The constitutional challenge to California’s IMR system in Frances Stevens v. Outspoken Enterprises continues to be the number one story in California workers’ comp.
At this past weekend’s CAAA convention in San Diego much of the focus was on the problem of injured workers getting medical treatment, the high volume of UR denials, and the extremely IMR uphold rate which is inverse to the denial rate by Maximus under California’s group health system.
Access to medical treatment has become the primary issue for many workers.
Stevens is pending at the California Court of Appeal First District (in San Francisco).
Now there is another twist.
According to a member of CAAA’s Amicus Committee, the Court of Appeal has requested supplemental briefs be filed on two issues – separation of powers and due process.
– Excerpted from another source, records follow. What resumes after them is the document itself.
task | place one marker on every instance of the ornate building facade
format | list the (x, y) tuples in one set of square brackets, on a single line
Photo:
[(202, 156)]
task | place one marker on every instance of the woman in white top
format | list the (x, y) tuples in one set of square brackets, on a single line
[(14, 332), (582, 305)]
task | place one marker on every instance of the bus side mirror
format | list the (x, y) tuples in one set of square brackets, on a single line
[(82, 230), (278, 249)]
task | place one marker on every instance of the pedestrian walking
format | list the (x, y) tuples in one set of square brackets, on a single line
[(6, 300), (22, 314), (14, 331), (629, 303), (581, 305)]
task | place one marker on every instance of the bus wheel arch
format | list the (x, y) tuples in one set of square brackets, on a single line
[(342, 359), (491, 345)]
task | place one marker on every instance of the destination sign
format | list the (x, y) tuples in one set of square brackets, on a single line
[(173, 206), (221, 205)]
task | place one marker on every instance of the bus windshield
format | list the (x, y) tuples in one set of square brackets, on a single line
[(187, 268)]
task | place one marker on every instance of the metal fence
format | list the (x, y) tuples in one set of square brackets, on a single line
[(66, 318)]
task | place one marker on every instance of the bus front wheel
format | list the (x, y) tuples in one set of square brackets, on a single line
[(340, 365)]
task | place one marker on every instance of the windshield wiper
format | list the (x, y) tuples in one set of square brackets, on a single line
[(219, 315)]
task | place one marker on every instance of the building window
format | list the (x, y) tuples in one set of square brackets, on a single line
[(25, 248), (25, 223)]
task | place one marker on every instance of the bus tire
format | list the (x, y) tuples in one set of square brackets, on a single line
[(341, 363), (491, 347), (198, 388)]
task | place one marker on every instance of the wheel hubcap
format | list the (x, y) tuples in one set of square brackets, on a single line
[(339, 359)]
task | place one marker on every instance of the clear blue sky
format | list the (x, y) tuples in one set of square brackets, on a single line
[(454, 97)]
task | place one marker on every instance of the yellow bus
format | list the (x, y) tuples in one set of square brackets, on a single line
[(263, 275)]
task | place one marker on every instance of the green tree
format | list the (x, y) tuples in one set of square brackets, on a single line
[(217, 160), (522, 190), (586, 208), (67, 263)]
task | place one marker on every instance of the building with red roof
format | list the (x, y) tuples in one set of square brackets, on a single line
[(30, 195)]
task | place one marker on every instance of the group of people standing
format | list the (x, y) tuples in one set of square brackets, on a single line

The specific questions that the parties are asked to brief are:
1 Is the plenary power to enact workers comp statutes vested in the legislature limited by the Separation of Powers Clause of the California Constitution?
2 Does the plenary power to enact workers comp statutes effect our analysis in evaluating petitioner’s claim under the Ca. Constitution’s Due Process Clause?
Whatever happens, it is becoming clear that the Stevens case is the vehicle for a serious examination of the constitutionality of the SB 863 IMR provisions.
Can the legislature essentially do what it wants with workers’ comp? What are the limits?